Часто, сидя в ложе и слушая какой-нибудь спектакль, я наблюдала за публикой в зале: какие усталые, бессмысленные лица! Никакой заинтересованности в том, что происходит на сцене. Не аплодируют артистам. Им это искусство не нужно. Отсутствие в театре культурно подготовленной публики привело к ненужности выдающихся дирижеров, выдающихся вокалистов. Публика не понимает, не различает, кто дирижирует сегодня, а кто дирижировал вчера. Она не ощущает качества. Как же должен выкладываться артист на сцене, чтобы встряхнуть этого замотанного, не заинтересованного ни в чем человека и заставить его слушать спектакль, сопереживать! Поэтому главным в опере стала не музыка, а слова, выговариваемые в сопровождении музыки, чтобы донести смысл, содержание спектакля. Отсюда и драматизация советского искусства, преувеличенные эмоции, утрированное слово, жест, форсирование голосов. Все должно быть сильнее, чем нужно, иначе публика тебя не понимает. Когда советские певцы выезжают за рубеж, их часто критикуют за внутренний напор, преувеличенность игры, за резкость голосов, за отсутствие в пении кантилены, вокальной музыкальной фразировки. Но это — наш стиль, это стиль советского театра. Не случайно в России так мало исполняется музыка Вивальди, Генделя, Гайдна; не ставят опер Моцарта, и за все двадцать два года, что я пела в Большом театре, только «Свадьба Фигаро» шла на этой сцене. Потому что слушать такую чистую музыку нужно не с натянутыми до предела нервами и партийным выговором в мозгах, а спокойно сидя в кресле, отдавшись блаженству восприятия вечной красоты.
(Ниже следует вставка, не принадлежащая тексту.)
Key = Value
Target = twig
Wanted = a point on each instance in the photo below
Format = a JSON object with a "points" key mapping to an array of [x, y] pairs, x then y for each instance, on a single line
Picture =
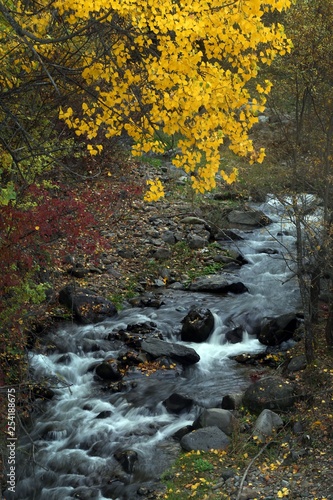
{"points": [[248, 468]]}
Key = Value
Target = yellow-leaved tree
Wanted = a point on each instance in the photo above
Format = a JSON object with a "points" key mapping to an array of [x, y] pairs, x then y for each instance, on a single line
{"points": [[152, 69]]}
По другим причинам, но тоже редко исполняется музыка религиозного содержания. Нельзя поверить, что Missa Solemnis, это архигениальное сочинение Бетховена, никогда не исполняется в России. После того как я спела ее на Эдинбургском фестивале с Лорином Маазелем в 1962 году, мне хотелось спеть это в Москве, и я обратилась к многолетнему руководителю Государственного хора СССР А. В. Свешникову. Он мне сказал, что его хор этого никогда не пел. Дирижер Игорь Маркович, приехав на гастроли в Россию, захотел продирижировать «Сотворение мира» Гайдна и предложил мне принять участие в концерте. Я ему посоветовала поговорить сначала с министром культуры Фурцевой.
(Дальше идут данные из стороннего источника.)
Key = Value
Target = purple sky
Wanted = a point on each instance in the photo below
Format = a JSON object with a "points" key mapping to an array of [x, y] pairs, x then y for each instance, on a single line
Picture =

— Но почему? — удивился он.

— Поговори с ней, тогда узнаешь.

Он отправился к ней, и она дала согласие. Но с тем условием, что переделают текст так, чтобы не упоминался Бог. «Сотворение мира» — по Марксу. Естественно, что Маркович отказался.

Нетеатральная атмосфера зрительного зала продолжается и в антрактах. Публика не общается между собой, не обменивается впечатлениями — видно, что это случайные посетители, чувствуют они себя здесь стесненно и неуютно. Одни устремляются в буфет, чтобы как-то занять время в незнакомом им месте, другие в одиночку или парами молча двигаются по фойе, напряженно глядя в затылок впереди идущим. В Большом театре — около двух тысяч мест, но, несмотря на переполненный зал, артисты поют в основном для нескольких десятков человек. Тех, кто сидит в директорской ложе. Для своих коллег-соперников. Для своих родственников и почитателей, которые есть у каждого известного артиста. Их в России называют поклонниками, я их буду называть так же. Если в антракте вы увидите группу людей, оживленно разговаривающих, спорящих о спектакле, можете быть уверены, что это — поклонники.
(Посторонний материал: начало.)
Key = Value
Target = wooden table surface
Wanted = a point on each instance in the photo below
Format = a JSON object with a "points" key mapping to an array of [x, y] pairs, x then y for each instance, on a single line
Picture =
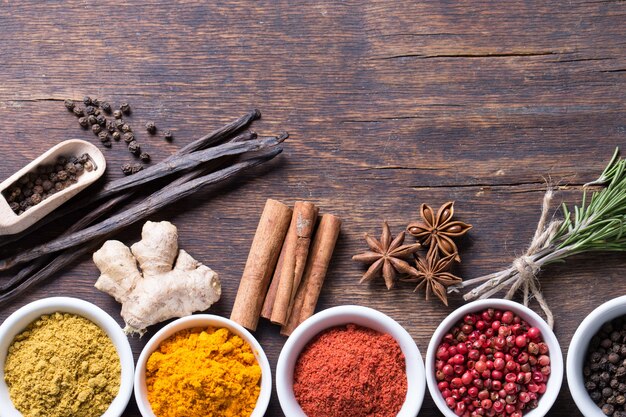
{"points": [[389, 105]]}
Так как оперный артист поет всю жизнь только в одном театре, то часто они сопровождают его от начала до конца карьеры, входят в его жизнь, стареют вместе с ним, и они же идут за его гробом. Они очень близки артисту, потому что пришли в его мир через его искусство. Оно им необходимо. И часто певец находит в них сочувствие и понимание своего творчества даже больше, чем в своей собственной семье. У меня было много поклонников, которые были рядом со мной с самого начала моей карьеры в Большом театре, и именно они, не побоявшись гебешников и связанных с ними неприятностей, пришли проводить меня на аэродром, когда я уезжала из России, — и никто из моих коллег, с кем я пела четверть века на одной сцене.